The only adverse effect that I have ever seen has been hemolysis if it is given in large dose to patients with G6PD deficiency. For that reason, we test for G6PD deficiency before using this form of therapy. All of the companies from which I purchase the IV form of Vitamin C have it manufactured using the GMP standards.
Since June 2006, the FDA has begun to "systematically and responsibly ensure that all products on the U.S. prescription drug market become compliant with current FDA approval requirements for safety and efficacy." Explain then why you are ignoring so many problems. Crestor is so linked to rhabdomyolysis, Public Citizen calls it a Do Not Use and the FDA's David Graham named it one of the five most dangerous drugs before at a Congressional hearing. Yet it is still on the market. Soon after Bayer launched Yaz in 2006, 18-year-olds were coming down with blood clots, gall bladder disease, heart attacks and strokes. More than 50 reports of Yasmin or Yaz deaths were reported to the FDA between the first quarter of 2004 and the third quarter of 2008. Bayer was ordered to run correction ads but Yaz is still on the market. Researchers wrote in PloS One that Chantix is 18 times more likely to be linked to violence than other meds, yet it is on still the market. The last figures I saw about Chantix were 397 FDA cases of possible psychosis, 227 domestic reports of suicidal behaviors, and 28 recorded suicides, Some people use Chantix to stop smoking – works OK for some, but makes others aggressive and ugly. Chantix is optional, unlike a drug like penicillin for pneumonia. The diabetic drugs Avandia and Actos increase a woman’s chance of breaking a bone by 50 percent. If you’re over 65 years old, your chances jump to 70 percent (Morrow, R., Carney, G. et al. “Impact of rosiglitazone meta-analysis on use of glucose-lowering medications.” Open Medicine. 2010) The known deadly side effects of prescription drugs are the fourth leading cause of death in the industrialized world (JAMA, April 15, 1998).
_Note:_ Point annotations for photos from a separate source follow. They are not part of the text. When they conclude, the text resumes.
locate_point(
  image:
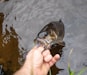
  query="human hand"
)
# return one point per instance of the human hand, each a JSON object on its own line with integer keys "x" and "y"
{"x": 38, "y": 62}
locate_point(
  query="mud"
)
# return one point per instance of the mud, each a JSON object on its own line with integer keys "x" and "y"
{"x": 9, "y": 50}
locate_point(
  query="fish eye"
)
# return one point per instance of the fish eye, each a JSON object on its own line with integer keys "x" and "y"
{"x": 43, "y": 34}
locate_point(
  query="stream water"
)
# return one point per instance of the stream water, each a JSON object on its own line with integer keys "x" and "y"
{"x": 21, "y": 20}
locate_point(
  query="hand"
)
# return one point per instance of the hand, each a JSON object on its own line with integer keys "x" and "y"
{"x": 38, "y": 62}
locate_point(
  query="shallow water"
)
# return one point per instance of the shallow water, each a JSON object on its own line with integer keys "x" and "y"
{"x": 27, "y": 17}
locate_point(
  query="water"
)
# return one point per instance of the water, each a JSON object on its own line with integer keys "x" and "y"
{"x": 27, "y": 17}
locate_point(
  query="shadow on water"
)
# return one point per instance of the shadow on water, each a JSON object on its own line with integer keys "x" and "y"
{"x": 9, "y": 50}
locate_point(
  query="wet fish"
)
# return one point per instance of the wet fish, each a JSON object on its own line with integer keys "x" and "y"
{"x": 51, "y": 37}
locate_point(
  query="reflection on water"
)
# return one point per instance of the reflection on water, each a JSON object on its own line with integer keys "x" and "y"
{"x": 9, "y": 51}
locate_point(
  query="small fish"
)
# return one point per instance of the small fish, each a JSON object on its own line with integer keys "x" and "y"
{"x": 51, "y": 36}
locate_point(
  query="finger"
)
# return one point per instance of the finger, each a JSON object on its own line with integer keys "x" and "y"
{"x": 40, "y": 49}
{"x": 45, "y": 53}
{"x": 54, "y": 60}
{"x": 48, "y": 58}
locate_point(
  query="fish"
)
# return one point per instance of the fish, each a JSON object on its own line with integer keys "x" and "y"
{"x": 51, "y": 37}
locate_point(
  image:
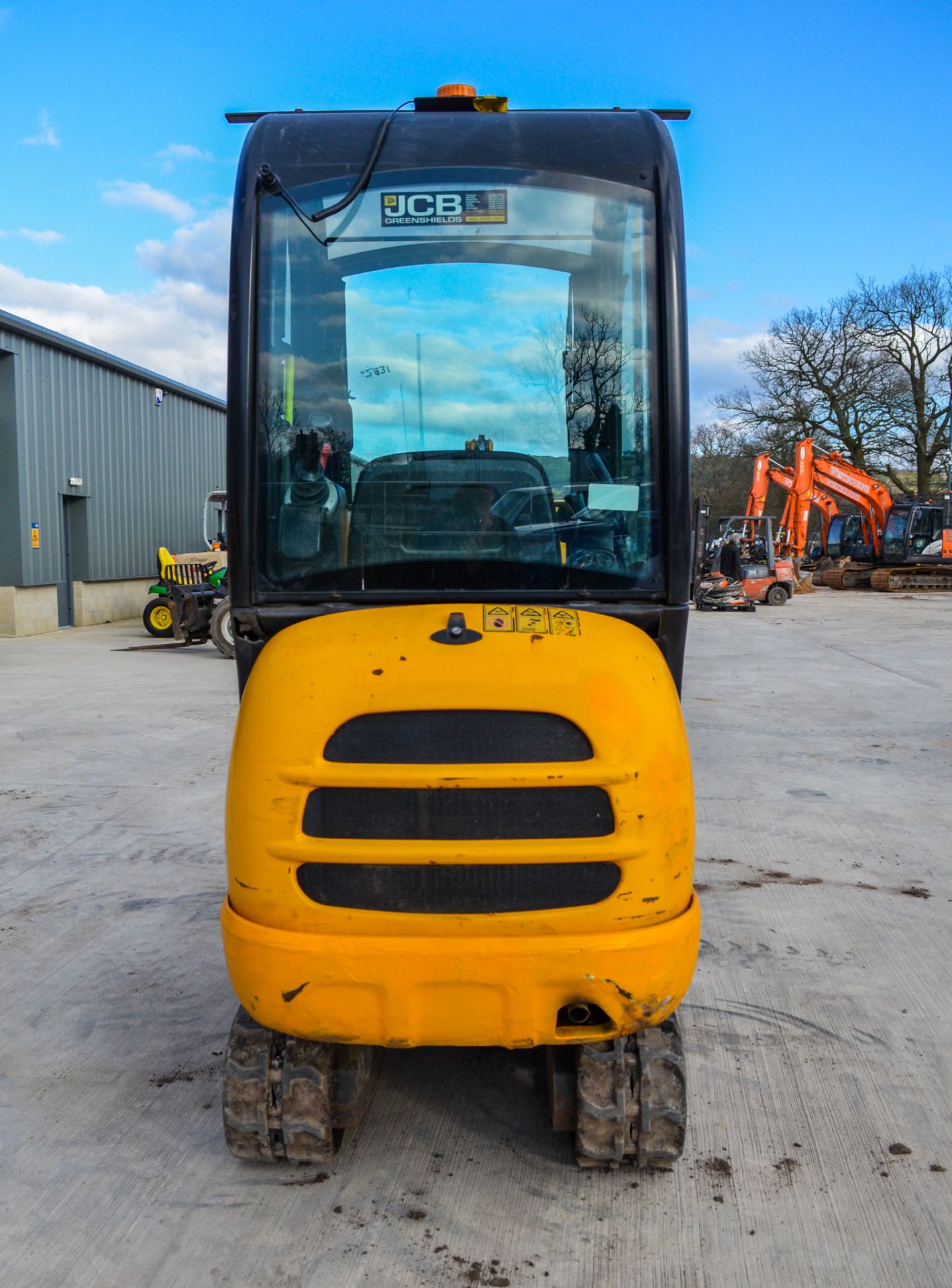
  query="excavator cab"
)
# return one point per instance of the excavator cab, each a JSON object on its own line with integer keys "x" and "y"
{"x": 911, "y": 533}
{"x": 845, "y": 532}
{"x": 768, "y": 579}
{"x": 459, "y": 803}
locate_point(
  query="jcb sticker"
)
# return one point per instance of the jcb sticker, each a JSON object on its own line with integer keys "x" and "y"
{"x": 499, "y": 619}
{"x": 531, "y": 621}
{"x": 564, "y": 621}
{"x": 463, "y": 207}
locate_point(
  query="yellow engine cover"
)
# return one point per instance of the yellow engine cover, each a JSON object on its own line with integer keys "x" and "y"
{"x": 460, "y": 979}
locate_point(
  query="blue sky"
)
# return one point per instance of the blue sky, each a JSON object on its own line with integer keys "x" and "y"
{"x": 818, "y": 147}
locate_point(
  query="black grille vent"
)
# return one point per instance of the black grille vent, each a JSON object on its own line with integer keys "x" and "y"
{"x": 458, "y": 814}
{"x": 458, "y": 888}
{"x": 458, "y": 739}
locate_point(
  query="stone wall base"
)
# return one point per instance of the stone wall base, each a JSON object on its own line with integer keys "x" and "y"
{"x": 29, "y": 610}
{"x": 97, "y": 602}
{"x": 32, "y": 610}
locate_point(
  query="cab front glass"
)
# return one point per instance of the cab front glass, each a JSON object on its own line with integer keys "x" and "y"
{"x": 456, "y": 388}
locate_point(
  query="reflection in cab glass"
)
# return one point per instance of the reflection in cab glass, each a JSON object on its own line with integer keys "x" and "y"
{"x": 456, "y": 389}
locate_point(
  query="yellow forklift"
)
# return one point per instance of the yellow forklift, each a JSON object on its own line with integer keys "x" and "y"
{"x": 459, "y": 805}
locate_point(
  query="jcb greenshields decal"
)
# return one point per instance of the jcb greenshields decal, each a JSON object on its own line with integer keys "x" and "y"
{"x": 463, "y": 207}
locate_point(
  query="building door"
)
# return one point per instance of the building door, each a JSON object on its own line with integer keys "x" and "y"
{"x": 70, "y": 527}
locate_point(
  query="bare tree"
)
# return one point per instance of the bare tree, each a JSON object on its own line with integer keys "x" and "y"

No major toxicity has been discovered with Vitamin C in the past 40 years. Nor have you provided data as to the harm.
I cannot speak to the integrity of the manufacturing processes of any one company. Whether there was a problem with McGuff, I cannot say. But to issue a blanket edict against all manufacturing and therefore use of intravenous vitamin C makes clear that an agenda other than public safety is at work.
Vitamin C is not a drug. If a drug is, according to the Food, Drug, and Cosmetic Act, a substance other than food intended to affect the structure or function of the body, then vitamin C clearly is not a drug - be it administered orally or intravenously. You have failed to make that case that the IV form of delivery constitutes an unapproved drug. We are talking about a natural vitamin here, not a synthetic and patented drug developed and manufactured by the pharmaceutical industry. The use of intravenous vitamin C is good medicine with a long history of safety.
Please do not try allay my supposed fears by giving me information which is irrelevant to the issue at hand. The removal of the intravenous form of Vitamin C from the armamentarium of substances used in supraphysiologic doses to remedy significant nutrient deficiency is an act of foolishness, when examined even in the best of lights. You must reconsider an untenable position.